L’affaire de Telford (Royaume-Uni) : quand le politiquement correct devient complice d’actes criminels

viols enfants

Près de 1000 enfants en ont été victimes. Alors que la pédophilie est sans doute, hormis le meurtre, le pire crime commis sur l’être humain puisqu’il porte atteinte à son intégrité physique et psychologique, qu’il blesse violemment, irrémédiablement, l’âme et le corps d’un enfant, ce scandale a été étouffé par les autorités du Royaume-Uni, police, municipalité et services sociaux pendant… trente ans. Une députée anglaise vient de livrer une enquête approfondie.

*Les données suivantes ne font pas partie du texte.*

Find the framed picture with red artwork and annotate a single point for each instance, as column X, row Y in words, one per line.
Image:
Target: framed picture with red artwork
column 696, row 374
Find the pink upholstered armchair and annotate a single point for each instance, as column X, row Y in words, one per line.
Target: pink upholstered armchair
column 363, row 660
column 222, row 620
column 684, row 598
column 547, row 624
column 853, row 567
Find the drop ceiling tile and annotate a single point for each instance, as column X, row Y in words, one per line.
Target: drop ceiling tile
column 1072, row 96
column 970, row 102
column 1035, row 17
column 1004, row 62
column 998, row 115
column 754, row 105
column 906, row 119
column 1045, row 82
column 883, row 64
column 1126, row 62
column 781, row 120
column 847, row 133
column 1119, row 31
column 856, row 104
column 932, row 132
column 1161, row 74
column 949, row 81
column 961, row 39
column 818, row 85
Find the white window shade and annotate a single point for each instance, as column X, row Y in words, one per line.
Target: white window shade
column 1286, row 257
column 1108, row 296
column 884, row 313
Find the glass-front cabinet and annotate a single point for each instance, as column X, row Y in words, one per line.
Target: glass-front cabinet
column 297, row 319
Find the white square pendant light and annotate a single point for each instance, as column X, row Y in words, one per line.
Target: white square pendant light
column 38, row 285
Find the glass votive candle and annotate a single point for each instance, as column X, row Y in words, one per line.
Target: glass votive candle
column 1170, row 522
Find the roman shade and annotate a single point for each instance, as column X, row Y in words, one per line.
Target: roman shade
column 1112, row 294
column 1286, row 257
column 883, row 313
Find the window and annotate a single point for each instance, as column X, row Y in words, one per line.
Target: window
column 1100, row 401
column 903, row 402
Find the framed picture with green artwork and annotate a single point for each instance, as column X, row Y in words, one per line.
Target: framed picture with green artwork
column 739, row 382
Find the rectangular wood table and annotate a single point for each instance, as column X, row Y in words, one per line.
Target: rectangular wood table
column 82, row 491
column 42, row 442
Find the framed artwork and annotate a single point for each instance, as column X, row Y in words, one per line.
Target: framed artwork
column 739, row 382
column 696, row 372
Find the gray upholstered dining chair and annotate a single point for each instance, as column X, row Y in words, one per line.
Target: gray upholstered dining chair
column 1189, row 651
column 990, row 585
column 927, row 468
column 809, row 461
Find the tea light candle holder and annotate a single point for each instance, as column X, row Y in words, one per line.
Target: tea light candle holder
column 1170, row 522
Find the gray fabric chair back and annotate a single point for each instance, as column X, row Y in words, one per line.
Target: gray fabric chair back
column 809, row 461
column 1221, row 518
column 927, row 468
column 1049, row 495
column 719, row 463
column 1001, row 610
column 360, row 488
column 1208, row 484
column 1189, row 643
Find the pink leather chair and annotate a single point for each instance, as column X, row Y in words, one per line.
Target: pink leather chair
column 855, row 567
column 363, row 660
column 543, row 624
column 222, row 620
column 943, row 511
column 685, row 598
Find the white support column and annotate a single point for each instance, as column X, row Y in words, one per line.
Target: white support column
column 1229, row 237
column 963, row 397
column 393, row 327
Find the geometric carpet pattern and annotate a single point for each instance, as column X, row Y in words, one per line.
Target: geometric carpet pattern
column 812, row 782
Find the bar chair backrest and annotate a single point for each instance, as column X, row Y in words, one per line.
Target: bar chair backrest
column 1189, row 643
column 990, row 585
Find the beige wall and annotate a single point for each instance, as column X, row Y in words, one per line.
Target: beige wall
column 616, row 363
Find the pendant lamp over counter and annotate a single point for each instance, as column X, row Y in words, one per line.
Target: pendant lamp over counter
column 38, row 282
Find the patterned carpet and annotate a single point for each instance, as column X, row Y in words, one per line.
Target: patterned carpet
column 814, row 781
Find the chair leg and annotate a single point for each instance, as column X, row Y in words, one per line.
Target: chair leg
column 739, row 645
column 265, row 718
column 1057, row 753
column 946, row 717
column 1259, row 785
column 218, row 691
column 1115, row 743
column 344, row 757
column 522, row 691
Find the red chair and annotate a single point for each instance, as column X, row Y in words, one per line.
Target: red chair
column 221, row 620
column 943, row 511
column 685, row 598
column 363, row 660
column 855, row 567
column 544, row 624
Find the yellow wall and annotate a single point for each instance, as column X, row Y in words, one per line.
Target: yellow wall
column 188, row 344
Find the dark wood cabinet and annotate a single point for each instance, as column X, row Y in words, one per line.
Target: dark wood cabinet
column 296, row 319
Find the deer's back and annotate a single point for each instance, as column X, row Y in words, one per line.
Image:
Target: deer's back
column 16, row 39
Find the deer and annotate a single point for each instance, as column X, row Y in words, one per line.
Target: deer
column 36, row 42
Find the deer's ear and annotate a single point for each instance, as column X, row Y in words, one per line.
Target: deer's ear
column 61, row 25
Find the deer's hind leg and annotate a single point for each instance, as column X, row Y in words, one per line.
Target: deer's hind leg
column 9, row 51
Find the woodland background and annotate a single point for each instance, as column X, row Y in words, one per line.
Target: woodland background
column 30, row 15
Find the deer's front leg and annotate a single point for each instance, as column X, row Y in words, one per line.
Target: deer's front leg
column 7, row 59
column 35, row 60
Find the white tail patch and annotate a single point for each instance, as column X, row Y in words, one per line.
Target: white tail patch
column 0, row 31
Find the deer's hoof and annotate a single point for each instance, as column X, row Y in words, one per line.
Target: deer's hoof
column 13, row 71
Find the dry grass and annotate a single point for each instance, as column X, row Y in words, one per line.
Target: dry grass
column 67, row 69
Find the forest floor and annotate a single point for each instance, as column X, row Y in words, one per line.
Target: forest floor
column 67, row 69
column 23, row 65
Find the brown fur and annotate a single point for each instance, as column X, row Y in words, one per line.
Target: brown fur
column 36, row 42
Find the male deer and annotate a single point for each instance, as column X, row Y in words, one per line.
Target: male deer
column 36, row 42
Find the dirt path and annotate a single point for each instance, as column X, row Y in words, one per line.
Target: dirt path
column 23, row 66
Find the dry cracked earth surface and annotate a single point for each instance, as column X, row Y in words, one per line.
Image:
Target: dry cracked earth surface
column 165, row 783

À Telford, ville moyenne de 170.000 habitants dans le Shropshire en Grande-Bretagne, des gangs organisés, soit près de 200 hommes, ont violé, drogué, torturé, prostitué, fait avorter et parfois assassiné plus de mille enfants, dont certains à peine âgés de 11 ans. « Comme dans les autres affaires similaires, les auteurs étaient très majoritairement d’origine pakistanaise et bangladaise et de religion musulmane, a écrit Steve Bird dans The Telegraph du 9 décembre 2017. Par crainte d’être considérées comme racistes, les autorités ont longtemps refusé d’enquêter ».

C’est notamment par la presse que le scandale a éclaté, palliant ainsi l’absolue et coupable inefficience des institutions. En mars 2018, le Sunday Mirror publie une enquête qui lève le coin du voile sur l’horreur : dix-huit mois d’investigations seront salués par Teresa May et déclencheront enfin, après l’insistance remarquable de la députée conservatrice Lucy Allan, une enquête approfondie dont nous sont aujourd’hui livrées les conclusions, trois ans après. La pugnacité de Lucy Allan, indéfectible soutien des victimes, a permis d’élargir une première enquête, début 2010, qui avait déjà autorisé l’identification de deux cents coupables – seuls neuf furent emprisonnés.

Pourquoi un tel retard, un tel silence pour des faits commis à très grande échelle et dont certains remontaient aux années 90 ?

Concrètement, les victimes de ces gangs indo-pakistanais étaient issues de la classe ouvrière blanche britannique. Les victimes, dont le supplice a duré de nombreuses années – jusqu’à quinze ans – étaient menacées, réduites au silence sous peine d’attaques contre leurs familles, leurs mères, leurs sœurs. Au poste de police, les rares victimes à oser briser l’omerta n’étaient pas prises au sérieux. Certains policiers parlent dans leur rapport de sexe consenti…pour des adolescentes prépubères !

Les conclusions de l’enquête commandée en 2018 par le Ministère de l’Intérieur sont accablantes.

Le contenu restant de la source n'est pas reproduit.